«Сколько стоит человек»
На минувшей неделе ряд московских политиков во главе со столичным мэром в очередной раз вступились за честь СССР: призвали жителей России прекратить закупки любой молдавской продукции до тех пор, пока правители бывшей союзной республики в лице исполняющего обязанности президента страны не отменят указ об объявлении 28 июня Днем советской оккупации. Именно в этот день в 1940 году, как известно, Красная Армия вернула, так сказать, Бессарабию в состав бывшей Российской империи, ставшей государством рабочих и крестьян. Могла бы и раньше, в 39-м, когда был подписан пакт Молотова-Риббентропа - о ненападении и секретные протоколы к нему о разделе некоторых европейских стран между гитлеровской Германией и сталинским Советским Союзом. Но помешали кое-какие внешние обстоятельства.
Уже и третьего рейха нет давно, и советского государства не существует, а политики все никак не угомонятся, устраивают перформансы на свой вкус и цвет, не обращая внимания на людские интересы. Любопытно, что бы на это сказала внучка графа и дочь одесского юриста-криминолога, дворянка и помещица – владелица родового имения в Бессарабии, превратившая его к концу 30-х в образцовое фермерское хозяйство; «шпионка» и «пожизненно ссыльная», прошедшая через тюрьмы и карцеры, рабочая на лесоповале и лесосплаве, прачка, горный мастер на шахте в Норильске и сестра выдающегося военного историка русского зарубежья, участника Сопротивления, погибшего во Франции… Все это о ней – Ефросинье Антоновне Керсновской, последние свои тридцать лет прожившей в городе Ессентуки на Кавказских Минеральных Водах.
«Лес рубят – щепки летят»
Знакомая поговорка, не правда ли?

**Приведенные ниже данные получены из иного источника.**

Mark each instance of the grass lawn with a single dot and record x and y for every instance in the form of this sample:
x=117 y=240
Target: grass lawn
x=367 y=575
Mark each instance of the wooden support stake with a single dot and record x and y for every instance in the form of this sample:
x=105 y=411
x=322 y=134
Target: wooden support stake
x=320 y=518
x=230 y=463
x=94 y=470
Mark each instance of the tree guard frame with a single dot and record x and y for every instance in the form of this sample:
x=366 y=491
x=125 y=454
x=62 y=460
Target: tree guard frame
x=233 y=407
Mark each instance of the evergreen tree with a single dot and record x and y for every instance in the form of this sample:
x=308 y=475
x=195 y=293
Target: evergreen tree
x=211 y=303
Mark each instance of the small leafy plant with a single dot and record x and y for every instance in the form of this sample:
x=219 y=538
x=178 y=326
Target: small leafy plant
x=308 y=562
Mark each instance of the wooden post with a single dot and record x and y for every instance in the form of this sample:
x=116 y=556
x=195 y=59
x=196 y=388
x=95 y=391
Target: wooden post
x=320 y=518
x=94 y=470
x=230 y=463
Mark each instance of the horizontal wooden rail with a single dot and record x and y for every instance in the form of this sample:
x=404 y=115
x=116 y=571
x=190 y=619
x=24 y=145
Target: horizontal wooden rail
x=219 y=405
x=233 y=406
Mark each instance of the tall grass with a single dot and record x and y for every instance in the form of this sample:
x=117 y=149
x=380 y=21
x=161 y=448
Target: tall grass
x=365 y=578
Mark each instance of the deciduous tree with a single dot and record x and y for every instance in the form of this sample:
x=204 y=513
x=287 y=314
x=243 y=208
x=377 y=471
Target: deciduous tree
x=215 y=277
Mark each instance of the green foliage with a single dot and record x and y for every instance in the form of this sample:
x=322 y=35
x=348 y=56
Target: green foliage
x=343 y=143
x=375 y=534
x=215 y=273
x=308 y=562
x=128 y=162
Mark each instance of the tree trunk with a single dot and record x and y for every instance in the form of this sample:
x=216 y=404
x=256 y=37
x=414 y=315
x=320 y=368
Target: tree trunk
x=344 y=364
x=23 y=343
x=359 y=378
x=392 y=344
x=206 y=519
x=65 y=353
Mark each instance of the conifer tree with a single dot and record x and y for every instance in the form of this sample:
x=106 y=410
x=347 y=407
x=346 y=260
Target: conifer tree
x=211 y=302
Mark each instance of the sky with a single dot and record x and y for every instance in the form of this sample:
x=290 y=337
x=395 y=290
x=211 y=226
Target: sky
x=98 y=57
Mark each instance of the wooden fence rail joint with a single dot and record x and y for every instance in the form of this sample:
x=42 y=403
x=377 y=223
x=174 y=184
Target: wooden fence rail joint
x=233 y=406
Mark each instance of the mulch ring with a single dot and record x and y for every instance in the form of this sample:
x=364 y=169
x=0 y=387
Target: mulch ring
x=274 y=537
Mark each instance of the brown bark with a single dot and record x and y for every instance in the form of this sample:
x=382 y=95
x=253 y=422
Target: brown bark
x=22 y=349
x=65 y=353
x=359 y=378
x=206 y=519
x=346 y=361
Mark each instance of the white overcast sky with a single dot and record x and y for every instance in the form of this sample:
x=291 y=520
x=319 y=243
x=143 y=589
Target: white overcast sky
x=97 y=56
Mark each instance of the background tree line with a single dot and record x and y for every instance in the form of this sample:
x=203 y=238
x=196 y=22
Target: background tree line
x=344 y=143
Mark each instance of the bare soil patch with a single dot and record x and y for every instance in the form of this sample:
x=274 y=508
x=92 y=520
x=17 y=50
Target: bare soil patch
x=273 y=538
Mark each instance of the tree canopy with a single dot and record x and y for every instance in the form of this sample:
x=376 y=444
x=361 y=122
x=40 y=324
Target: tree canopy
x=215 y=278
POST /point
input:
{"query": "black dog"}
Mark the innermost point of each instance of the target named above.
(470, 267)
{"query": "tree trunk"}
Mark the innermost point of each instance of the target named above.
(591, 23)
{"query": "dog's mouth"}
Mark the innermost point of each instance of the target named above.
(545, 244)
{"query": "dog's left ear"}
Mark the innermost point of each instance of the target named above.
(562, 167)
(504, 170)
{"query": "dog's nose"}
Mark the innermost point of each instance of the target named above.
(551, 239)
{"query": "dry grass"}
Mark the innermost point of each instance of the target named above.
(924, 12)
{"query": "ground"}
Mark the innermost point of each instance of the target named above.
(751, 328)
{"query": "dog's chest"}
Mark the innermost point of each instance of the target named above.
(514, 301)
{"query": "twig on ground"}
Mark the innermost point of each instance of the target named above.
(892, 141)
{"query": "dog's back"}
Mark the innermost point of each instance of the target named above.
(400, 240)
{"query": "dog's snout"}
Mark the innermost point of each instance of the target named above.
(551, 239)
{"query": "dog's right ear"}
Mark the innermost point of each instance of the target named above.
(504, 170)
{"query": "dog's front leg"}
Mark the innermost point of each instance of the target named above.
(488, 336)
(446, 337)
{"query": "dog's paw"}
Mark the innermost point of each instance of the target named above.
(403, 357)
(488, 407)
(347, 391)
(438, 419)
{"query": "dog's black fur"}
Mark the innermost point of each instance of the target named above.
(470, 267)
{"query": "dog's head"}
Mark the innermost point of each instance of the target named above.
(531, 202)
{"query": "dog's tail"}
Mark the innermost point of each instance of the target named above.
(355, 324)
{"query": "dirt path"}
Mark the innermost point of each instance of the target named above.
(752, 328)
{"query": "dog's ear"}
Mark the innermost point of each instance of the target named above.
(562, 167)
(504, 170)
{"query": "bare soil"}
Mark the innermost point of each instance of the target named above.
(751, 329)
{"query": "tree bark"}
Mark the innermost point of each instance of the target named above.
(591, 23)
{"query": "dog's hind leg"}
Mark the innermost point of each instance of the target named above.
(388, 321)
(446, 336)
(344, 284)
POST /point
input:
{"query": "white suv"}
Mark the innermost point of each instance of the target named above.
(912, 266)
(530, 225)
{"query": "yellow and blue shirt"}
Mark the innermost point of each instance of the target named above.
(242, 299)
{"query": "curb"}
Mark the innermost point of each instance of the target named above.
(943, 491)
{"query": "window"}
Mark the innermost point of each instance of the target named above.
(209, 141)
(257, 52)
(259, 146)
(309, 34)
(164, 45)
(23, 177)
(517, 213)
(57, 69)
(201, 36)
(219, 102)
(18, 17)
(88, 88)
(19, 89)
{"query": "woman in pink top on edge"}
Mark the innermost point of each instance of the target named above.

Она и оказалась такой мелкой «щепкой», как и миллионы людей, с точки зрения советского государства во главе с великим вождем. В 1940-м ее небольшое имение – виноградарство, выращивание зерна и разведение скота – на тот момент процветало. А сама она о себе тогдашней, 32-летней, писала: «Я – землероб, хозяин» (в женском роде первое слово не существует в природе). Добавим, знающая восемь языков, имеющая прекрасное общее домашнее образование – ее мама Александра Алексеевна окончила пансион благородных девиц и Парижскую консерваторию, привила Фофо, как ее называли в семье, любовь к музыке, живописи, литературе.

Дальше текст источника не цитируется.